All these plays have implications for how enterprises manage and use their fast-growing stores of data. We’re living in an era of large-scale data, as I wrote recently. Founded in 1979, Teradata has been a dominant player in this market for years. Teradata was a pioneer in massively parallel processing (MPP) for database systems that I recently described, a concept behind much of today’s analytic database market, including all the recently acquired vendors mentioned above. When I worked at Oracle in the late 1990s, Teradata was the chief competitor when pursuing 1 terabyte (TB) data warehouse opportunities. Yes, managing a single terabyte was considered a significant challenge then that few vendors were ready to take on. Although the data volumes have grown, little else has changed since those years with Oracle now competing against more providers despite its recent promotions of its second generation Oracle Exadata appliance and it Oracle 11g Release 2 database at the 2010 Oracle OpenWorld.
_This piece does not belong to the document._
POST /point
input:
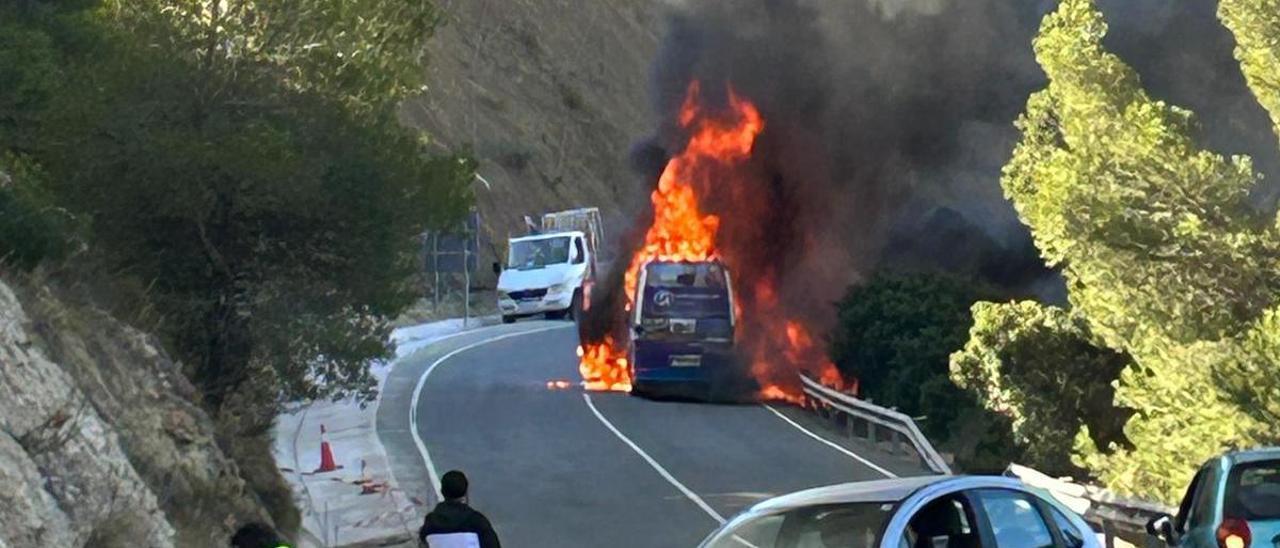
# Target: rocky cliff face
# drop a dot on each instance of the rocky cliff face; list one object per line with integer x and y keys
{"x": 100, "y": 443}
Of course, that has all changed long since. Over the last few years Aster Data established itself as a player in the data warehousing market with an MPP relational database product. It also embraced the MapReduce parallel processing technology earlier than most other data warehouse vendors. MapReduce is a key concept of the increasingly significant Apache Hadoop project; it appears that Aster Data’s proprietary implementation of MapReduce was a significant factor in Teradata’s decision to acquire it. The tone of the joint Teradata/Aster Data briefing for analysts even suggests that Teradata is attempting an end-run around Hadoop. Aster Data has successfully developed a market niche of customers doing analysis of unstructured data and social networks. Both of these are activities one might use Hadoop to do. The company also had success in other segments, such as financial services, marketing services, retail and e-commerce.
Aster Data customers should benefit from the increased resources Teradata can invest in developing the product, and the rich heritage of Teradata in this space should enhance the infrastructure supporting the Aster Data product line. For example, Teradata’s workload management tools are among the best in the industry. However, even if the association with Teradata brings some of these capabilities to the Aster Data platform, it’s likely that the cost advantages of Aster Data over Teradata will decline over time. Integration into the Teradata organization and technology stack could detour Aster Data from its previous path of innovation. So customers may see a longer time between releases and maybe a less ambitious product roadmap.
Obviously Teradata has many more customers than Aster Data and is most concerned about them. They, too, might see some negative impact on development schedules, but on the plus side they instantly receive a new source of technology that could be beneficial to them. The question, as yet unanswered until a roadmap is published, will be how quickly Teradata customers can take advantage of the innovations Aster Data has brought to market.
Teradata officials talked about Aster Data retaining some independence in operations, in the product line and perhaps in identity, but integration is the key to making the acquisition valuable to the Teradata customer base. One likely outcome favorable to current and future Teradata customers is more support for industry-standard server hardware, which was specifically mentioned as a benefit of the acquisition. Teradata customers may also benefit from the columnar database capabilities if those capabilities are ported to the main Teradata product line.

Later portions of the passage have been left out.